The chief executive of the Derbyshire, Notts and Leicestershire Chamber of Commerce has welcomed Business Secretary Vince Cable’s announcement that he was outlawing the use of exclusivity clauses in zero-hours contracts.
George Cowcher said the move was a sensible option.
Exclusivity contracts prevent employees from looking for work from other employers to boost their income.
Dr Cable also announced a consultation on how to stop rogue employers evading the ban.
The Office for National Statistics recently estimated that employers held 1.4 million contracts with workers that did not guarantee a minimum number of hours.
Of those, an estimated 125,000 workers are tied to an exclusivity clause.
Last year, Dr Cable ruled out an outright ban on the use of zero-hours contracts, saying they offered employers “welcome flexibility”.
A recent survey of businesses, carried out by the Chamber of Commerce for Derbyshire, Notts and Leicestershire, found that one in ten local respondents reported using zero-hours contracts, with two-thirds of those saying it was because their organisation required the flexibility these contracts allow.

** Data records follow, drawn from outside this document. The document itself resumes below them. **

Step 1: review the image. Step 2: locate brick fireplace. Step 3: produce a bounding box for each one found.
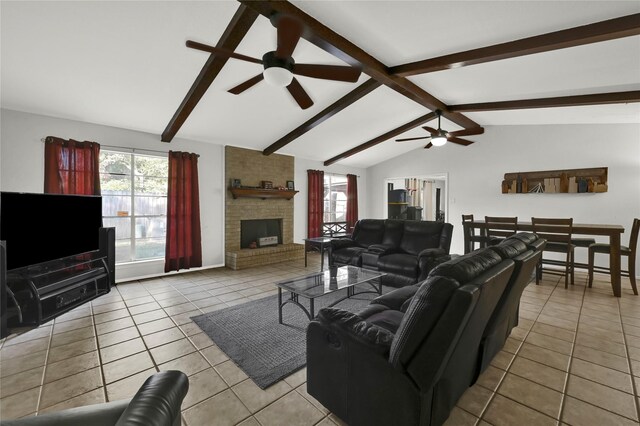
[225,146,304,269]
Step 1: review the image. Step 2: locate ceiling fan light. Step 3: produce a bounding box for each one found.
[263,67,293,87]
[431,135,447,146]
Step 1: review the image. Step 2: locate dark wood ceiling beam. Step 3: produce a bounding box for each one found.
[239,0,479,131]
[390,13,640,77]
[262,78,382,155]
[323,112,437,166]
[161,5,258,142]
[449,91,640,112]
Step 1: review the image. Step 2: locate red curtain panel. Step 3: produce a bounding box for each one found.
[44,136,101,195]
[346,174,359,232]
[165,151,202,273]
[307,169,324,238]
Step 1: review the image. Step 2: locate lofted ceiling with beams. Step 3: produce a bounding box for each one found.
[1,0,639,168]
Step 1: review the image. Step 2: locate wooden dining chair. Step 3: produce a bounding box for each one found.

Others used them to retain skills of experienced staff who have retired but are willing to carry on working on an “as and when” basis
They also used the to offer work to temporary staff when available, enable firms to cope with peaks in demand and cover sickness and holidays
“The ban on exclusivity clauses which tie workers to one employer without guaranteeing any income is a sensible move which will address concerns about the way in which some zero-hours contracts are used,” said Mr Cowcher.
“The Government must also ensure that any further changes to the regulation of zero-hours contracts do not jeopardise business flexibility or employment opportunities.
“Maintaining a flexible labour market is crucial to keeping unemployment down and promoting business growth.”
“Much of the negativity surrounding zero-hours contracts is based on a misunderstanding of the role they can play in creating and protecting jobs.
“Zero-hours contracts are a vital part of a successful jobs market.”
“But they must be fair, transparent and work for all parties.”
Announcing his plans earlier this week, Mr Cable said: “It has become clear that some unscrupulous employers abuse the flexibility that these contracts offer to the detriment of their workers,” he said.
‘We are legislating to clamp down on abuses to ensure people get a fair deal.”